In conjunction with the International Consultancy of Religion, Education, and Culture, the forum plans to convene a gathering of religious leaders to work towards developing a code of ethics common to the major religions.

This could provide a common ethical foundation from which to address the challenges of the times. It could also facilitate increased cooperation between religious organizations and their members.

  • Youth. Plans are still in the early stages of development, but the success of the Youth Summit may lead to still greater participation by a larger group of youth at next year’s forum, according to Kirk Bergstrom, president of Worldlink.

There may also be interim gatherings of youth in South Africa, Costa Rica, and Japan, and young people may be involved in developing the code of ethics mentioned above.

Times of Change

Periods of change, as one era gives way to the next, are invariably turbulent, James Garrison, president of the Gorbachev Foundation, said in his opening remarks at the forum. "Sometimes, when it seems we are the most completely lost, we are paradoxically the most open to the guidance which allows us to redefine and renew ourselves."

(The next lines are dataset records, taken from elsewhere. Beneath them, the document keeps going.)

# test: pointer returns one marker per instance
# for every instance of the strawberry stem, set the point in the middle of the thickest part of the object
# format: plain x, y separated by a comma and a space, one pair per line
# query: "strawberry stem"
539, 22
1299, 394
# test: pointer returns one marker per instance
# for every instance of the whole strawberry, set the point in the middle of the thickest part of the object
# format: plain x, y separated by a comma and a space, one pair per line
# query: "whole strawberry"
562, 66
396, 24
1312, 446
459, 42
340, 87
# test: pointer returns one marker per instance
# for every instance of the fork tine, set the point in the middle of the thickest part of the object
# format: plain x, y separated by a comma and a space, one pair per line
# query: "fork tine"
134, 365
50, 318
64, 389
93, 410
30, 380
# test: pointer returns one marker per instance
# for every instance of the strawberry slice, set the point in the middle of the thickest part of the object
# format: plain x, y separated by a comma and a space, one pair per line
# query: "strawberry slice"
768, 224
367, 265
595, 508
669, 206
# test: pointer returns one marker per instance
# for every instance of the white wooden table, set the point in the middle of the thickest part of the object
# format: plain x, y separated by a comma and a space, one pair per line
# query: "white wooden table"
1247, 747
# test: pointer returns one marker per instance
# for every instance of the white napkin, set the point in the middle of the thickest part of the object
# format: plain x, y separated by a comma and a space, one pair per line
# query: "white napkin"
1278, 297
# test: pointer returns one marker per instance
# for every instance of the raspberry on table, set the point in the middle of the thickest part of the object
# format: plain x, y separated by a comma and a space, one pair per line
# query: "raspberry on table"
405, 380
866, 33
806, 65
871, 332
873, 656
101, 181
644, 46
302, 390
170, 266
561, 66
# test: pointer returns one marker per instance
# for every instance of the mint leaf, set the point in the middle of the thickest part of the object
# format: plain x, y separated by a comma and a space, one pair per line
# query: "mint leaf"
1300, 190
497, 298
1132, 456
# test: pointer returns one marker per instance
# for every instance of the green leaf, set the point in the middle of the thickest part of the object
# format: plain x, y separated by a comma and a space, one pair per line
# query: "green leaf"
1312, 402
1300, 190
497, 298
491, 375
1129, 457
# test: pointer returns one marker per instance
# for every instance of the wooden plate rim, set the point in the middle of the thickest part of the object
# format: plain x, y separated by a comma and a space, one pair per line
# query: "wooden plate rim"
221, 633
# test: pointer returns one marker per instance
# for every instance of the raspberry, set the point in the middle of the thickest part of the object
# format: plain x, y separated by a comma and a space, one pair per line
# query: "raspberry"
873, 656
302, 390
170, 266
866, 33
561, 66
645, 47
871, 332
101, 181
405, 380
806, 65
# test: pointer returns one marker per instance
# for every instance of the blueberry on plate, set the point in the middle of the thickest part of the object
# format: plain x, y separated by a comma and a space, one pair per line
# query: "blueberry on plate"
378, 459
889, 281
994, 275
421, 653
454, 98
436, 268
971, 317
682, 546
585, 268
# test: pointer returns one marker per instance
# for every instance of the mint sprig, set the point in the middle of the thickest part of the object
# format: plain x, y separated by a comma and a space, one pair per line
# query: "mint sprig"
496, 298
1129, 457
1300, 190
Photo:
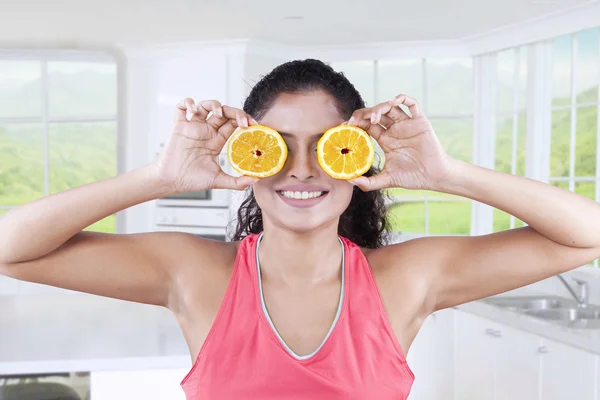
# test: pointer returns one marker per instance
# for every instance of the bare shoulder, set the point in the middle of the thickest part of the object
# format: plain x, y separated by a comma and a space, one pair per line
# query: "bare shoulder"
404, 273
204, 271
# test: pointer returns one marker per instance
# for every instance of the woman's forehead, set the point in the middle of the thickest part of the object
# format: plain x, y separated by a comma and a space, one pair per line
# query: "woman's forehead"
302, 114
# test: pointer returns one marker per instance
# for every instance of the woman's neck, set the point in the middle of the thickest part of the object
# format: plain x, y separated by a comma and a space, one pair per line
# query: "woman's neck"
300, 258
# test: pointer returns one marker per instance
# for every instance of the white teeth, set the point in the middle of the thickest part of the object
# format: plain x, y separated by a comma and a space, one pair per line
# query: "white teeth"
300, 195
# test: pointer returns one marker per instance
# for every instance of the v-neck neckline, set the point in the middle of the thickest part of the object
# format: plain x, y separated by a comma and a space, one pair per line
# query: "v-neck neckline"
270, 321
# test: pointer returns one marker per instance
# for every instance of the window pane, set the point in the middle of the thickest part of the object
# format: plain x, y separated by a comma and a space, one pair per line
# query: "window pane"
79, 89
400, 77
20, 90
504, 143
501, 220
587, 189
82, 153
561, 70
509, 63
585, 149
456, 136
22, 166
449, 215
521, 143
505, 85
588, 65
407, 217
399, 192
560, 143
361, 75
522, 79
449, 86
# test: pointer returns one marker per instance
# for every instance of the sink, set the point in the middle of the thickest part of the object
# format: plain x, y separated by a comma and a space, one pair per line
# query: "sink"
557, 310
566, 314
531, 302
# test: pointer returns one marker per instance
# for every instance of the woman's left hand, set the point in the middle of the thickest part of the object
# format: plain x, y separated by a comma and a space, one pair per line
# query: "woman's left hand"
414, 157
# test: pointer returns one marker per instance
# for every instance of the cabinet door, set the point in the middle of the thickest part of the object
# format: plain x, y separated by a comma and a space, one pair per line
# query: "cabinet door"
474, 357
431, 358
517, 365
567, 372
128, 385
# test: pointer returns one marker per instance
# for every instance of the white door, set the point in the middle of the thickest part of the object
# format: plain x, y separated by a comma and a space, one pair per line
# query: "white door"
517, 365
567, 372
474, 357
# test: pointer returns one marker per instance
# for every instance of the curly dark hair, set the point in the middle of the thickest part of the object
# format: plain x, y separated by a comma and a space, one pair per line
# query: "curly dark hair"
364, 221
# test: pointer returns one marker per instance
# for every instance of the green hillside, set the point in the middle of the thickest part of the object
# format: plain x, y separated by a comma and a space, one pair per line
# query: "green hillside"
454, 218
82, 153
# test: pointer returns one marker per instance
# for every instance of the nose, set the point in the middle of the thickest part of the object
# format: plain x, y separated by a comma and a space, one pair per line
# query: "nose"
302, 164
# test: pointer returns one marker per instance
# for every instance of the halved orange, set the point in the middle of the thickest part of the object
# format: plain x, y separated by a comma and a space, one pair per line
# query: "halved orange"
345, 152
257, 151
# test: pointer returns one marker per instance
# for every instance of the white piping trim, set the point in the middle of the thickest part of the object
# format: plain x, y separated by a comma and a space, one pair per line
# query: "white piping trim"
266, 313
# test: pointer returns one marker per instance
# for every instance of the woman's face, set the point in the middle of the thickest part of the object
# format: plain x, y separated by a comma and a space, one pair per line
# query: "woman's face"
302, 119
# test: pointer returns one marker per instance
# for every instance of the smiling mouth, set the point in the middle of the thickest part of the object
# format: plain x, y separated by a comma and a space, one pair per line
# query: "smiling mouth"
301, 195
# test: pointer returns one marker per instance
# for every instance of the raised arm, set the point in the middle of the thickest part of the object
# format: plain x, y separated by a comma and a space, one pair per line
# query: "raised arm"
43, 241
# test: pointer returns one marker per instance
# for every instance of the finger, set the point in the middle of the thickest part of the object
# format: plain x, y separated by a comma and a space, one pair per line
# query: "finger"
386, 121
359, 115
185, 106
201, 112
375, 130
225, 181
392, 111
410, 103
227, 129
375, 182
211, 106
242, 119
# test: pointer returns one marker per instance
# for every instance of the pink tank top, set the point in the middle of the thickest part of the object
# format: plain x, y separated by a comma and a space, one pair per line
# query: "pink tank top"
243, 356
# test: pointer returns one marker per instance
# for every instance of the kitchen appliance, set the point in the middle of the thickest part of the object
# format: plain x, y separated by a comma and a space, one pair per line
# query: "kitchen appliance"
205, 198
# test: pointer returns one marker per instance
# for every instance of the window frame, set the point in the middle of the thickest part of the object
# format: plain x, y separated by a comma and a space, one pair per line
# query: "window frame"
46, 56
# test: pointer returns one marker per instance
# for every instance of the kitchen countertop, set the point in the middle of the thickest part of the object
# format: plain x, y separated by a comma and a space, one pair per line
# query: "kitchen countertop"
80, 332
585, 339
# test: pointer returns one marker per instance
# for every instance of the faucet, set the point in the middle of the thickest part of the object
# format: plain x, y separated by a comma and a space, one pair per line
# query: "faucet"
582, 293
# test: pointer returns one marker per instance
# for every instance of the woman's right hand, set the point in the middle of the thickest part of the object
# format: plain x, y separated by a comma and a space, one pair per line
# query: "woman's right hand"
190, 159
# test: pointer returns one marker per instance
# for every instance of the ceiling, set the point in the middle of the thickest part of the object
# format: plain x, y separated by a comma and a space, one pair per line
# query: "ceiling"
306, 22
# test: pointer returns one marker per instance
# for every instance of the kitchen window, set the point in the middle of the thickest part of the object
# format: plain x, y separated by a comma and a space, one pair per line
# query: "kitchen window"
575, 134
58, 125
435, 83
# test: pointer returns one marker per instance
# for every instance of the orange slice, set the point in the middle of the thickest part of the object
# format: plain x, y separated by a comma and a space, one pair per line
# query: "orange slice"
345, 152
257, 151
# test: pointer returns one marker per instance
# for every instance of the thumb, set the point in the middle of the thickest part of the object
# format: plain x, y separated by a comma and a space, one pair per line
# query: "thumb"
225, 181
367, 184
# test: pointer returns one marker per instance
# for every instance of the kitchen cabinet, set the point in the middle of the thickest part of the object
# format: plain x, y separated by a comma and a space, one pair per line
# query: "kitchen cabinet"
517, 364
474, 357
431, 358
567, 372
156, 384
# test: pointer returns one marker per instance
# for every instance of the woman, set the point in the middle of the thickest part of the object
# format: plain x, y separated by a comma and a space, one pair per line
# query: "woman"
308, 301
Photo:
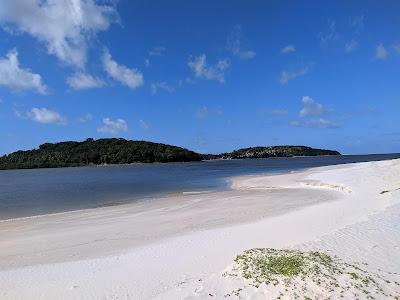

The State of the World Forum has now become an ongoing process leading up to the turn of the millenium. The stakes are especially high now, since for the first time we’ve become a global civilization with the capacity to do tremendous damage to life on Earth.

Gorbachev indicated he is cautiously optimistic about the prospects: "I believe mankind, which was able to bring into being a unique civilization on our planet, will know how to keep that civilization from self-destruction."

Doing so, according to James Garrison, will require a recognization that "Human interdependence, in all its multiplicity, contradiction, and splendor must now become our watchword … interdependence with each other, interdependence with the Earth, interdependence with the Spirit which perennially guides the affairs of humankind."